The film is trying to achieve a lot - it’s an epopee to Los Angeles, to the film industry, and to the past. Those are three of the Academy’s favorite things, so to say the movie is a clear favorite may be underselling it. The movie is a crowd-pleaser, it has a great heart, and is executed nearly flawlessly. Nothing will beat it for the Golden Globe, and it should reach double-digit nominations.

What kept me from thinking it an A+ movie is that the film seems to be unaware of itself, or to be made simply to justify its own existence in some strange paroxysm of creativity. The characters constantly complain about how the crafts they like are dying in their original form, particularly Gosling’s jazz-loving dude. There is an internal struggle to stay true to their convictions or to adapt to survive. Chazelle unapologetically choses the latter, and I’m sure that was no coincidence. It’s the message that took Birdman to the pinnacle, after all.

But is that realistic? Is that the truth of the future of film? As sad as I am to admit it, I doubt it. I’m nostalgic as the next of you - trust me that the closing minutes of La La Land had me in stiches, crying and heartbroken - but I also love film too much to want to see it disappear because of stubborn resistance to adaptation. The movie, in a sense, does not help its own case.

Contrast it, then, to Arrival, the new Amy Adams movie about a linguist tapped by the government to try to communicate with the new species that has come to the planet on 12 different spaceships. Adams knocks it out of the park as the introspective, pensive, and conflicted doctor. Villeneuve showcases his creative mettle, with beautiful use of light and sound, aided tremendously by the great soundtrack of Johan Johansson (who also scored Sicario for Villeneuve, as well as The Theory of Everything two years back).
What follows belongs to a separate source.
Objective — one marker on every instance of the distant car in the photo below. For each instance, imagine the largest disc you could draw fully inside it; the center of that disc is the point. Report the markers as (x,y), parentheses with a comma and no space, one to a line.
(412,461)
It is hard to describe the thrust of the story, though, without spoiling it, and that would be criminal. Suffice it to say that the movie is much more than another alien story. It has pieces of Inception and Interstellar, by the way, which to me are the hallmarks of greatness. It urges you to grapple with difficult questions of destiny and death, hope and life, and the decisions we make to get us there. It is about what makes us human and the choices we make.

Like successful science fiction movies, it is not overwrought even though it has its “out-there” scene or two, and you obviously have to suspend your disbelief when it comes to the crux of the plot twists and the explanations. If you allow yourself to be immersed, you won’t be disappointed.

Can it do well at the Oscars? Absolutely. I think it has sufficient star wattage and critical respect already that that alone almost guarantees it a spot. A win, however, is another matter entirely. After all, whenever you’ve pitted a science fiction movie against a musical, a movie about or for the future against a movie about the past, there has never been any doubt as to the outcome of the Oscar race. Still, this could be Adams’ year.

Still to come

The festival winds downs tomorrow. There are a lot of movies I have not seen and probably will not get a chance to see. I was particularly bad at checking out the docs, but I’m hoping TIFF saves me. Still, I’ll try to catch Wakefield, Neruda, and maybe even Maudie.

Of course, Telluride’s legendary closing day picnic is tomorrow, as people say goodbye. It is a melancholy moment, but there is no rest for the weary, as many of the people here (myself included) are packing up and making the trek to the Great White North, where the Toronto festival begins Thursday.